Qui dit « amis », dit « personnes en qui l’on a toute confiance ». Et quand on éprouve ce sentiment pour quelqu’un, il est normal de lui parler de ses problèmes. C’est vrai pour tous sauf pour ceux liés à l’alcool. Pour trouver le mot juste, celui qui réconforte sans blesser, celui qui est positif et porteur d’espoir, il faut être passé par les mêmes tourments. C’est pourquoi, si vous avez besoin de libérer votre coeur ou d’apaiser une angoisse, mieux vaut vous adresser à des gens informés. Comme vous l’avez compris, appeler un(e) ami(e) proche ou quelqu’un de la famille ne pourra vous mettre à l’abri de maladresses, malgré toute l’affection qui vous sera témoignée. Appelez les pour sentir une présence, une chaleur, une sympathie (selon le sens premier du mot), mais n’attendez pas de conseils ou de suggestions quant à l’attitude que vous devez adopter.
Pour ce type de discussion, adressez vous plutôt à un médecin alcoologue, un groupe d’anciens buveurs ou une association spécialisée en alcoologie. Ils sauront comprendre toutes les situations que vous pourrez leur exposer, et orienter votre comportement de la meilleure façon possible.
Ce sont plutôt les hommes qui ont une forme d’alcoolisme tournée vers l’extérieur. La plupart des femmes boivent chez elles et n’ont pas « d’amis de beuverie ». Cet aspect de la question est plus masculin et la façon de réagir devant cela s’adresse donc plutôt aux femmes. Il arrive que ces « amis », malades eux aussi bien souvent, viennent dîner, boire et même dormir chez vous. Bien sûr, cela vous déplaît, parce que vous êtes assurée de la façon dont se terminera obligatoirement la soirée.
Si cette situation ne se répète pas trop souvent et que vous l’estimez tolérable, essayez de la tolérer honnêtement, sans sous entendus, mauvaise humeur ou colère. Au cours de la soirée, lorsque leur comportement commencera à vous mettre mal à l’aise, prétextez une grosse envie de dormir pour vous éclipser. Ils n’en seront d’ailleurs que plus contents et, de toute façon, rien de ce que vous pourriez dire ou faire ne pourrait les arrêter de boire. Mieux vaut donc prendre un livre et essayer de dormir.

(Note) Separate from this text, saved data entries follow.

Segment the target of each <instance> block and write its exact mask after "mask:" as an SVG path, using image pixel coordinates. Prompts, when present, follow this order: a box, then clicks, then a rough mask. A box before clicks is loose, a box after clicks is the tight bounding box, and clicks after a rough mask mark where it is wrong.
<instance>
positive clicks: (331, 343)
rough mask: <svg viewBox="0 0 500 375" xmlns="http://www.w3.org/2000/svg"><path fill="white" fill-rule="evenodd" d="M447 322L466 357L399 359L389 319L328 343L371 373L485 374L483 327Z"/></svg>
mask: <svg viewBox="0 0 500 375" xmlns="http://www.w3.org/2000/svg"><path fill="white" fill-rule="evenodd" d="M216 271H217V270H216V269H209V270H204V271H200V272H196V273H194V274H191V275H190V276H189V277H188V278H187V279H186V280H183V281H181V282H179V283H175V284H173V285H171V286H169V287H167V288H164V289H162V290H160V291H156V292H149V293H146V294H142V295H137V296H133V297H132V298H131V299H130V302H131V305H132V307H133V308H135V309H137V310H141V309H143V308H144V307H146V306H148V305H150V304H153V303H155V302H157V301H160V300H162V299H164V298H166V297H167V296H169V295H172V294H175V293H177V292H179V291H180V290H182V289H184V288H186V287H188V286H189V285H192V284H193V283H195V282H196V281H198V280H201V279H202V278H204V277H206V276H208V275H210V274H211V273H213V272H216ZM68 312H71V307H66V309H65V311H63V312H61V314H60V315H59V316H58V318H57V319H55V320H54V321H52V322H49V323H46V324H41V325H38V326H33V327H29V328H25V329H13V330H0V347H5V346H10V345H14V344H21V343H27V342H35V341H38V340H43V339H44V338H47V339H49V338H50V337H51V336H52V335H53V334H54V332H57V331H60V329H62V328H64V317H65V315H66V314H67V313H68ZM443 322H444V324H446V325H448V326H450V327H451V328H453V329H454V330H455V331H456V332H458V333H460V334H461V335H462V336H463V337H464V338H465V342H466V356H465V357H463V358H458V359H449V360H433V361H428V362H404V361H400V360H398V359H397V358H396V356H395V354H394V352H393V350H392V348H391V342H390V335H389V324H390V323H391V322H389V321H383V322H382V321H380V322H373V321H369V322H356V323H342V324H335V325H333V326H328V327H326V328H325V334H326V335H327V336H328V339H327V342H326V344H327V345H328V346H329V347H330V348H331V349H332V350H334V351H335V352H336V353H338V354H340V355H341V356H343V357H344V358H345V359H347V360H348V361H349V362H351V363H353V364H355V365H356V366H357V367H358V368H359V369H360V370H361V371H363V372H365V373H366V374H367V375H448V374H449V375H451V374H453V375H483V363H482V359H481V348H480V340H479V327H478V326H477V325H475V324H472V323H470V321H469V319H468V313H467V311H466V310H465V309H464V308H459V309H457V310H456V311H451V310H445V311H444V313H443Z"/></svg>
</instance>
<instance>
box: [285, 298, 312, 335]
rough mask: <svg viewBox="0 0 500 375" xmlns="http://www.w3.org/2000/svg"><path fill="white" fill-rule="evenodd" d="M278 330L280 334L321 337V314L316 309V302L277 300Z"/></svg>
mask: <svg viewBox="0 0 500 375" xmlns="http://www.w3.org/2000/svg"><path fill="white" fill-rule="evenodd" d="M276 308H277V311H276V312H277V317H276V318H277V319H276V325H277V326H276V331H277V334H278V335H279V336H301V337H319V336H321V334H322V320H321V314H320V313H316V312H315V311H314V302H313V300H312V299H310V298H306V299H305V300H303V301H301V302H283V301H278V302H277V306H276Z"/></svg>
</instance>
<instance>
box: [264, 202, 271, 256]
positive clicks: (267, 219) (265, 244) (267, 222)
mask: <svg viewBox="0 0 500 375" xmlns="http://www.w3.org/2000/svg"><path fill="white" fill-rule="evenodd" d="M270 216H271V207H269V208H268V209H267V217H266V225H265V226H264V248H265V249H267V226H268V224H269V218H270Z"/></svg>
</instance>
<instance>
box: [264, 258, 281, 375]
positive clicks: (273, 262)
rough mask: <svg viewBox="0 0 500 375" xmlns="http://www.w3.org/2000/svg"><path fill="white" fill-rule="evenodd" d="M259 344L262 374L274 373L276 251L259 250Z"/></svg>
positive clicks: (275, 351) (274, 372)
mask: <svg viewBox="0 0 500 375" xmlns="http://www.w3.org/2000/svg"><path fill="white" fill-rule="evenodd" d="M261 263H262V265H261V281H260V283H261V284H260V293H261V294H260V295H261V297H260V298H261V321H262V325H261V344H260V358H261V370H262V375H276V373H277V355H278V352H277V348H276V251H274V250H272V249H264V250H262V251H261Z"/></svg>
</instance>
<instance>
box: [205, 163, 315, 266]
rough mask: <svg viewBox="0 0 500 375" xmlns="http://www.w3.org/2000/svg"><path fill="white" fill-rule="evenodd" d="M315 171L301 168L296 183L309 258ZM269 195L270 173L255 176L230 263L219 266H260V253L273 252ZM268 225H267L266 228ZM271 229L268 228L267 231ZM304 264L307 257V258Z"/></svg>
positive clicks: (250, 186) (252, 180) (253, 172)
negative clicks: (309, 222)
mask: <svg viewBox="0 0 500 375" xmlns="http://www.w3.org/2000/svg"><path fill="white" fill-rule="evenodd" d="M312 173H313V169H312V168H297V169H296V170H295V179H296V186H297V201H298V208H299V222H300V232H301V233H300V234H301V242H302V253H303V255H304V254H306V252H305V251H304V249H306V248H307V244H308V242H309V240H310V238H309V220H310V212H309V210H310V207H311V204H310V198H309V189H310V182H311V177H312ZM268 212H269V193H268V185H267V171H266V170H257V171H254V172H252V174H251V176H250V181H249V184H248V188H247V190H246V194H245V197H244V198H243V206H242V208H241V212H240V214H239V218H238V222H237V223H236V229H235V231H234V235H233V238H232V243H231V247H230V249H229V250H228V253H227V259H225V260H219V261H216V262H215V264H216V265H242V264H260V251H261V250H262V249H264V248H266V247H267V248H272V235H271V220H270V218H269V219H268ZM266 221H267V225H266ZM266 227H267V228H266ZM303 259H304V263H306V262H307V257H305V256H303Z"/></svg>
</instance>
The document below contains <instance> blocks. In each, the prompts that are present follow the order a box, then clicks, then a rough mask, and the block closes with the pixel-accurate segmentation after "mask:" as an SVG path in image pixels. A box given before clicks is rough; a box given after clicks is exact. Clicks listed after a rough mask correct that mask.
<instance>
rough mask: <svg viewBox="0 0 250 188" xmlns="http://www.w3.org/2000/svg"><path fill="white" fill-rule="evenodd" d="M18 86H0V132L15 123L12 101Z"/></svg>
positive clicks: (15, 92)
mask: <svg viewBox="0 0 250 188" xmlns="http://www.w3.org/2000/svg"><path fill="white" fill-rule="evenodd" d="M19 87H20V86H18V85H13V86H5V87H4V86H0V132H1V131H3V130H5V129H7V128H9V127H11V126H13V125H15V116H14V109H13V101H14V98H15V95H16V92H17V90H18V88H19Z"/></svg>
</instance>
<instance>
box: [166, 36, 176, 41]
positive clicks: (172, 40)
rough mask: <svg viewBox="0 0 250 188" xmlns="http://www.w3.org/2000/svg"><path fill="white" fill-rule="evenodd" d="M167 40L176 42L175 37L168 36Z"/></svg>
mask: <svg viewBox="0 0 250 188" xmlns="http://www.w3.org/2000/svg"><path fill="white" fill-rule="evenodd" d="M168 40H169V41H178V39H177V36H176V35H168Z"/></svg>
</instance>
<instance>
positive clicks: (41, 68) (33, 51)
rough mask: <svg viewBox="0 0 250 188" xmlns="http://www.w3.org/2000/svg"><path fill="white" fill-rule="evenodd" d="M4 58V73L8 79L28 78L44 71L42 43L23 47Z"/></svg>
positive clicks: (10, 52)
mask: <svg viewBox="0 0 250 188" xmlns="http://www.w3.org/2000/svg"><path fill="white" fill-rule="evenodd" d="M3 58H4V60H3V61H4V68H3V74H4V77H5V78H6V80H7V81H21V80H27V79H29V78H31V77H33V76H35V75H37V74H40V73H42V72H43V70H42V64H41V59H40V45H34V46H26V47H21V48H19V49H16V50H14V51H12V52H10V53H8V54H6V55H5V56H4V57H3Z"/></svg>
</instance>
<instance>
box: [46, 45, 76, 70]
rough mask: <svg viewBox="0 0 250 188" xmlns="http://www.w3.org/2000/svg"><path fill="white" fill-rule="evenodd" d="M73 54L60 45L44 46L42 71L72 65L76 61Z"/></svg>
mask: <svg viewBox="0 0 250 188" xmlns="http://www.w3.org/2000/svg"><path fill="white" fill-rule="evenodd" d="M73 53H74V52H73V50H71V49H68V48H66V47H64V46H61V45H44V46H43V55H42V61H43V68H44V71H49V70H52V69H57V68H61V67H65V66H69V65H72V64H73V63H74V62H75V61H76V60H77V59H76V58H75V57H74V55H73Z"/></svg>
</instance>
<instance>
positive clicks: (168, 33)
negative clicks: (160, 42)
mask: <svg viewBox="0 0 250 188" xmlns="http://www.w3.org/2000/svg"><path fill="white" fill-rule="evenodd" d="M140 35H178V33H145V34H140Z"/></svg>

Si ce genre de soirée se répète trop souvent et que vous ne pouvez plus le supporter, dites le à votre compagnon en choisissant le moment où il pourra l’entendre. Dites le gentiment, calmement, sans hargne, mais en parlant de cette vérité qui vous concerne : vous ne pouvez plus assister à ce genre de soirée parce que cela vous fait du mal. Ce ne sera aucunement la fin de ces amitiés, mais elles existeront en dehors de vous, même si cela doit augmenter votre solitude. Vous aurez ainsi exprimé la nécessité de vous respecter.